Recent studies have found that employees are split on how they’d like businesses to operate going forward. There are no hard and fast rules, of course, but if you are still undecided on what your “new normal” should look like, here’s some food for thought.
Remote working has become the norm across a wide range of industries in 2020, due to the spread of the coronavirus. Teams who would normally congregate in the office every day have had to get used to the introduction of video calling, sharing platforms and virtual communications into their usual business operations.
But now that many businesses have been forced to make remote working part of their daily routine, it seems that some employees aren’t sure they want it to end. Many organisations are asking what the best course of action will be in a post-COVID-19 world: should businesses return to their former routine, or will a new routine be more beneficial?
A recent US study shows one fifth of employees want permanent remote working after lockdown
Process pipeline management company Pipefy conducted a recent study into opinions on home working across the US, and the results showed that the workforce are currently split.
According to the study, around 41% of those newly introduced to the world of remote working would like to go back to the office after lockdown. However, almost the same number – 39% – want to work remotely part time after the coronavirus pandemic has run its course.
What’s more, a further 20% said that they would like to work remotely full time. Of the people who took part in the survey, two thirds were working remotely for the first time.
The benefits and challenges of remote working
It’s no surprise really that opinions on remote working are split, as there are both benefits and challenges associated with working from home – or at least, away from a recognised office.
Remote working can save a business significant expense on renting an office space, but at the cost of not being able to meet up as a team. However, some would argue that, by implementing video telecommunications and regular calls into their business routine during lockdown, the office is not as necessary for businesses in 2020 as we previously thought.
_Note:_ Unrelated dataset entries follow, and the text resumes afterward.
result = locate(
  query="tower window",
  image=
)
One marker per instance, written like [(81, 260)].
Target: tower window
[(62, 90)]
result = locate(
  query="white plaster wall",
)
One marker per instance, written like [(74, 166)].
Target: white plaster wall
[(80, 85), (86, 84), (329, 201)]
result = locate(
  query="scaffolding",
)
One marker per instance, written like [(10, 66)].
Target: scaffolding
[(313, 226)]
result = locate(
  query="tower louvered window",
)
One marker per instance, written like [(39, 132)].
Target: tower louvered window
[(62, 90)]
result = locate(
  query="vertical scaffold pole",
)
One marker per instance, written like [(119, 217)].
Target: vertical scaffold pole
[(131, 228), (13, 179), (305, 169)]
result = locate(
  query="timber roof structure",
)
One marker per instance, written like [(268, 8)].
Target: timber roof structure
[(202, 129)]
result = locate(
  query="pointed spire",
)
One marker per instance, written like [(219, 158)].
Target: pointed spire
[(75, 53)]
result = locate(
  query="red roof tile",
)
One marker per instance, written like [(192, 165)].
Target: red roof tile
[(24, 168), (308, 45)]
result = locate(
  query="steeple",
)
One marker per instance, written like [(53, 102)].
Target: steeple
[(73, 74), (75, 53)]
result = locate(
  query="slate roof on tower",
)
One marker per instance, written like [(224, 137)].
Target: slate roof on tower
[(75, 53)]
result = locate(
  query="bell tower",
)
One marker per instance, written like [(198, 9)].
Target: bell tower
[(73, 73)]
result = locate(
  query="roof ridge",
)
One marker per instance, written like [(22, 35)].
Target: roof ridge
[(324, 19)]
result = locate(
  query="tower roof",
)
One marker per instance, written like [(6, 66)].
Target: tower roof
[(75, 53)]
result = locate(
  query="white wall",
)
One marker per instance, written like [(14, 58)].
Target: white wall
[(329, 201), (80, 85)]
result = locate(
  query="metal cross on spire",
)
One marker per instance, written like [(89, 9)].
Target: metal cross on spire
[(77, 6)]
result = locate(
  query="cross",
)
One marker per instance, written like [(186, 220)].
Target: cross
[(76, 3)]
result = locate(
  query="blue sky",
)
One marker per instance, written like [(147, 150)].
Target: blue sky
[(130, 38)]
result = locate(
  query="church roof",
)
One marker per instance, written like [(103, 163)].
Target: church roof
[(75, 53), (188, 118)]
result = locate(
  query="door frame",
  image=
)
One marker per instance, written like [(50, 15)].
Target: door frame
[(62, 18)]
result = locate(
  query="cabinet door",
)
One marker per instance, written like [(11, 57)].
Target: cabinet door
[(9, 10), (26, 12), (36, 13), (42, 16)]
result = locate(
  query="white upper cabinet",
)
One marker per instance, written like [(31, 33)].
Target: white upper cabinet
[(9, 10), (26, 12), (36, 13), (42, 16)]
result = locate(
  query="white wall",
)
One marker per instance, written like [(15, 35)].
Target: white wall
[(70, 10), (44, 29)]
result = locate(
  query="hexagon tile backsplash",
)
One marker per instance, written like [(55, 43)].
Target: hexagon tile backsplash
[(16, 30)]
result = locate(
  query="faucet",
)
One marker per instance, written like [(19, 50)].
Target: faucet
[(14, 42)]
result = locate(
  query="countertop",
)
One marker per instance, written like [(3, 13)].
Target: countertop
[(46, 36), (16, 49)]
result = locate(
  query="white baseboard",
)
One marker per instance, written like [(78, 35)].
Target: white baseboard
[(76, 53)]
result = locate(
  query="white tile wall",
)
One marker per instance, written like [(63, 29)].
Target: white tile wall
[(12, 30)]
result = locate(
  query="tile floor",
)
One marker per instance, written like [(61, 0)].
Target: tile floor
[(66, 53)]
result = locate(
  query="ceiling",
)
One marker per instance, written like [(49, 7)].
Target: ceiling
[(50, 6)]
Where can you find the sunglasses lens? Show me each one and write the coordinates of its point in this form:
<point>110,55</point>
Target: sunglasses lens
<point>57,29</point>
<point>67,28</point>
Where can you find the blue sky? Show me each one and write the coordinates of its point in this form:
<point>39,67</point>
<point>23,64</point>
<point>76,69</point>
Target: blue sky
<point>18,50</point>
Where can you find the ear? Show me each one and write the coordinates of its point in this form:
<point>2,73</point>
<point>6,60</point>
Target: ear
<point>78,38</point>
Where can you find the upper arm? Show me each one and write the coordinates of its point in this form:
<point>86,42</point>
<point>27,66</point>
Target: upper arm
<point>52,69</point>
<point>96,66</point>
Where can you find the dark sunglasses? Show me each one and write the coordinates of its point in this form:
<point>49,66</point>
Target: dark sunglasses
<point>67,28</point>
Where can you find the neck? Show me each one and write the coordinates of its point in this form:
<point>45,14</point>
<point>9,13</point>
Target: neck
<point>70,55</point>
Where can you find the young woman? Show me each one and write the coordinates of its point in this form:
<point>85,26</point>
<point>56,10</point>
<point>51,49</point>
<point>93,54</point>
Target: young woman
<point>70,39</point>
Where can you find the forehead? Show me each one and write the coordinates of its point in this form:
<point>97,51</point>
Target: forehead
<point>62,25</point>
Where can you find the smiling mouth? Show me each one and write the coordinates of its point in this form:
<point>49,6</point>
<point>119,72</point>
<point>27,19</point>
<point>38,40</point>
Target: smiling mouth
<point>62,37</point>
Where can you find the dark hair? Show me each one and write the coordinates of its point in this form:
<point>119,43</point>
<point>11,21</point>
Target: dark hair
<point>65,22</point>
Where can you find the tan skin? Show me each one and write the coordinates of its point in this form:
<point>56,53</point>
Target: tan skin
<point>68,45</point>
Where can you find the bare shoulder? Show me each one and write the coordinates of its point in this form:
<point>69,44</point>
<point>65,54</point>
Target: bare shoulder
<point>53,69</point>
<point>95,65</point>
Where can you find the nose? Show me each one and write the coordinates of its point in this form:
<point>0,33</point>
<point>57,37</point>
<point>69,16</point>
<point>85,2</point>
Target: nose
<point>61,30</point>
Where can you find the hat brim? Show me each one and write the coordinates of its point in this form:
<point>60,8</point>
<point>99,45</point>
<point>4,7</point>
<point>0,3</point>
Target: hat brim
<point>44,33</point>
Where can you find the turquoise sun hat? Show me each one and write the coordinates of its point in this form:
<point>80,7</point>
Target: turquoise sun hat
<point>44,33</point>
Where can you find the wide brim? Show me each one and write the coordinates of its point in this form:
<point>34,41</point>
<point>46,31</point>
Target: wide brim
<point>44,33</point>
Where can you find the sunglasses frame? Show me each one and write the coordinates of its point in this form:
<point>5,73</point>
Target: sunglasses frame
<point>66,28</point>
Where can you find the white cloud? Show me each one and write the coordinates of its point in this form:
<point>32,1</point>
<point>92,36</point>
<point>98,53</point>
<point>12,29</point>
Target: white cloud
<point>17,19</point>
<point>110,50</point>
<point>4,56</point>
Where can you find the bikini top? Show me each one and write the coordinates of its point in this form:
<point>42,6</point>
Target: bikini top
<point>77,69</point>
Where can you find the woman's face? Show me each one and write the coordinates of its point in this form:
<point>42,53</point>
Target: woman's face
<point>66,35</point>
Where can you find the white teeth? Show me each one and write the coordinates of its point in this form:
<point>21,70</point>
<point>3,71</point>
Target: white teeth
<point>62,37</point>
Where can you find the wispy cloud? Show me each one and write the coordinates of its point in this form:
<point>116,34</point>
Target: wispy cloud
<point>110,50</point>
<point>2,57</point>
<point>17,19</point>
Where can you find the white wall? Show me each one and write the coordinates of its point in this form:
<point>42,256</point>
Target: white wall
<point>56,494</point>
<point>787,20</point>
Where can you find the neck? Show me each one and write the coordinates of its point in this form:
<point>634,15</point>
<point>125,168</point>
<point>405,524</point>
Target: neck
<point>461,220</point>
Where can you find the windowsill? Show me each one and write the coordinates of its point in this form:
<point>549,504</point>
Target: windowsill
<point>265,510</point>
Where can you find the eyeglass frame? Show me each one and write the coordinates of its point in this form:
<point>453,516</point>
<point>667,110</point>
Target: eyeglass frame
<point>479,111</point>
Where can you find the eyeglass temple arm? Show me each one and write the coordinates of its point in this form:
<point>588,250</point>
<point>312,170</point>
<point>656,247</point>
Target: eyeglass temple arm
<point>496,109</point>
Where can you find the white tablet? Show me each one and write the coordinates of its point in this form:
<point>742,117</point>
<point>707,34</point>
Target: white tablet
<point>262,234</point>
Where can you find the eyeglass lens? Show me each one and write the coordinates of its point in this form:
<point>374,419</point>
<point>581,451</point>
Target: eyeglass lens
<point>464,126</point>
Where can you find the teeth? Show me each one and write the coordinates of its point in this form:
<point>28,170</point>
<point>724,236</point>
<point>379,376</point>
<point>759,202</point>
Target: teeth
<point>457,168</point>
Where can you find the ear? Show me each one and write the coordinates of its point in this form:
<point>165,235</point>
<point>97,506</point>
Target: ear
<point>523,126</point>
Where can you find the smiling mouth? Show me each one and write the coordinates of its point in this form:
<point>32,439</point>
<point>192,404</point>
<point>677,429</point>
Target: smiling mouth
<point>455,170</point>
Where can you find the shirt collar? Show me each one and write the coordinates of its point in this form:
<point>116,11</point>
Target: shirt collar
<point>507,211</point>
According to Pipefy’s study, employees enjoyed several key features of remote working, with 83% saying they were happy to be having more time with their families. 66% also said they enjoyed the flexibility of working from home.
However, the study also highlighted some issues with the practice. 60% of respondents said they found distractions in the home to be the biggest challenge of home working, while 36% said they found it difficult to maintain a work/life balance while working remotely.
Other research has also looked into the impact remote working can have. A study by Buffer found that, when asked, 99% of workers said they would like to have some level of remote working introduced into their job, and 40% said a flexible schedule is the most beneficial aspect, followed by time with family.
Is there a right answer?
There is no definitive answer as to whether businesses should or shouldn’t work from home in the long run, if they have the capacity to do so. The best course of action for one business may not be the best one for another, and so it is up to employers to listen to their teams and find out what kind of structure might work best for them, as well as for the business as a whole, once the coronavirus pandemic has had its day.